Some of you may have seen this in other forums but I thought I would post it here in case someone had missed it. I think it is good info.
I have noticed recently that there seems to be a lot of questions about humidification beads. Some of the questions are repeated when new folks join the different Boards. I was prompted to write up some information about the use, care and feeding of humidification beads so here goes.
Let’s start with the basics.
Humidification beads are a moisture sensitive silica material which absorbs and desorbs moisture in order to offset changes in relative humidity (RH). The beads are generally available preset to a specific RH, in the case of cigars 65% and 70%. Opinions differ as to what is the “best” RH for cigars but most BOTLs seem to prefer 65% and that is my experience as well.
Humidification beads were first developed for the art and museum industry and are used extensively by that industry for the stable storage of priceless artifacts and art. The manufacturer I purchase the beads I sell also supplies places such as the Smithsonian and The National Archives.
A question that is often asked is; “Are humidification beads the same as ordinary desiccant silica gel?” Definitely NOT! Humidification beads give off water vapor, as well as absorb it, to maintain a specific RH which is ideal for a cigars particular need. This is not the case with silica gel which can only absorb water then must be dried out after it is saturated. By nature silica gel is not meant to control humidity, only lower it. Humidification beads are the premier product for precise control in terms of performance, cost effectiveness, and simplicity.
One good point to remember is humidification beads have an indefinite life span. There is nothing to wear out and all that is needed to maintain them is either the addition of distilled water or the drying out of the beads if they become water logged.
The question I get asked the most is, “How much do I need for my ______?”
Here are some quantities for various containers.
5 cubic feet requires 1 pound of humidification beads.
1/3 pound of beads per 50 quarts (coolerdors)
1 ounce of beads per 50 count in a desktop humi (so a 100 count would need 2 ounces, 150 count 3 ounces etc.)
For our metric friends: Each pound of beads will condition 141,584 cubic centimeters.
Calculating the cubic area of your humi:
Measure the depth, width and height of you humi (example is 24” depth, 36” wide and 48” height)
Multiply the three; 24x36x48=41472 cubic inches
Divide 41472 by 1728 (number of cubic inches in a cubic foot) 41472/1728= 24 cubic feet
Divide the cubic feet by 5 (number of cubic feet per pound) 24/5 = 4.8
You would need 4.8 pounds of humidification beads for this humi.
Another question that keeps coming up is; “How do I add distilled water to the beads when they get dry?”
There are a number of ways to do this;
You can just pour distilled water on the beads and pour off the excess. A lot of folks do it this way but the beads can fracture when it is done this way. One thing to remember, fracturing will not affect the efficiency of the beads or ruin them in any way, they will still do their job.

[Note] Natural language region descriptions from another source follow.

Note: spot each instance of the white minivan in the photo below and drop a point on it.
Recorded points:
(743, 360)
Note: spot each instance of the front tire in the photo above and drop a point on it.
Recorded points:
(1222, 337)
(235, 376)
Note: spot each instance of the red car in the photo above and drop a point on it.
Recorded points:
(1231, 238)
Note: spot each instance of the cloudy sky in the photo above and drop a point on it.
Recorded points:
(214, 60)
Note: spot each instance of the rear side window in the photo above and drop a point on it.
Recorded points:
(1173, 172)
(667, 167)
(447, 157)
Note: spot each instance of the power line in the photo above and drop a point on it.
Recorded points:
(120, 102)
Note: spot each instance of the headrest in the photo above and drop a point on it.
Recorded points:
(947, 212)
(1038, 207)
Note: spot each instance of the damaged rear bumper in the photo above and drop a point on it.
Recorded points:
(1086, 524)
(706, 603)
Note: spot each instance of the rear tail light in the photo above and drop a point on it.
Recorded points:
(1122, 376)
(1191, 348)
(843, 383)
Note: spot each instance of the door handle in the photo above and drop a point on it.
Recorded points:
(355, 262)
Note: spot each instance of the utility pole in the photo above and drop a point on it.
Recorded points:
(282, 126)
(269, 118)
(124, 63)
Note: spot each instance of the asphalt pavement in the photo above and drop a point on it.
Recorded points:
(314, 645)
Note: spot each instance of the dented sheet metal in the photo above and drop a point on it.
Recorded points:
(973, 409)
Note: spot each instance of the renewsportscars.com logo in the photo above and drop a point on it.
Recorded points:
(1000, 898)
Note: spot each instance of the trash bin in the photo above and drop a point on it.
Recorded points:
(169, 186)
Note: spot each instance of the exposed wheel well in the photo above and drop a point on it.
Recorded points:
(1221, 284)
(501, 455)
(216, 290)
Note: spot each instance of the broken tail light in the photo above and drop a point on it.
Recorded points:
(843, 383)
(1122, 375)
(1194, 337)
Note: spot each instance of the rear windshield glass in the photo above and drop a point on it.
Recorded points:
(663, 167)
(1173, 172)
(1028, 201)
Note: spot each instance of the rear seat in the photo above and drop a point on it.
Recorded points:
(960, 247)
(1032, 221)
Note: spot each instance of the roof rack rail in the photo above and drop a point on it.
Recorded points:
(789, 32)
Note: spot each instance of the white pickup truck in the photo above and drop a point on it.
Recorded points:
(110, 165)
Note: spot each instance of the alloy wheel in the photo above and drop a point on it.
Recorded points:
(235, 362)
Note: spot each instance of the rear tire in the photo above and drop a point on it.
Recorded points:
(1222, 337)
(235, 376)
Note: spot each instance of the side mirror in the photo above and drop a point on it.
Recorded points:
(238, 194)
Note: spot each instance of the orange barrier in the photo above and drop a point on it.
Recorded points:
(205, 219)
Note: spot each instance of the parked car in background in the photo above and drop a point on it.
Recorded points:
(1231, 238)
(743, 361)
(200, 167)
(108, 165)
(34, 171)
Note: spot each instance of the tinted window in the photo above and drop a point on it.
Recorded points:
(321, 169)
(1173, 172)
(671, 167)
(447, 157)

You can put a container of distilled water, like a bowl, next to the beads and let them absorb the distilled water in this way. When they have absorbed all they can remove the bowl. This method is effective but takes a while for the beads to absorb the water.
The method I use and prefer is using a spray bottle. I purchased an inexpensive spray bottle at the grocery store and filled it with distilled water. When the beads need water I just spray them until they have absorbed enough distilled water. This method will work well if you have the beads in a bag or dish.
Another question is; If my beads are going white, should I add distilled water until they are all clear?
The optimal is to have about 60% of them clear. Don't try to get them all clear because if you do they cannot absorb any sudden rise in humidity in your humi.
Another question is; “What do I put the beads in?”
A great variety of containers are possible. You can use a drawstring filter bag, place the beads in a shot glass or small dish, put them is a leftover container with holes drilled in the lid, nylon stockings (be careful stealing them from your wife or significant other) or any other container. The main point of whatever container you choose is to have the greatest amount of surface area as possible. If possible the beads should be no more than 1 to 1 ½ inches deep, this way they will work the best.
Lastly we will deal with; “How can I tell when the beads need water?”
This is very easy. The color of the beads is the dead give away. When they are full of distilled water they are pretty much clear and when they are completely dried out they are a bright white. Believe me you will be able to tell the difference.
You may have noticed that every time I mention the fluid that is added to the beads I say “distilled water”. This is extremely important, anything other than distilled water will ultimately ruin the beads. All the impurities in tap water will be drawn in by the beads and remain there. Ultimately the beads will get plugged up and not work anymore. The same is tru with any type of humidifier solution (also known as 50/50 solution) this will also ruin the beads in the long run.
As I think of other things or as questions rise I will edit this post and add that information. I hope this helps. One thing I do want to make clear is that I am still happy to answer any questions that you may have. This post is in no way meant to keep you from asking me.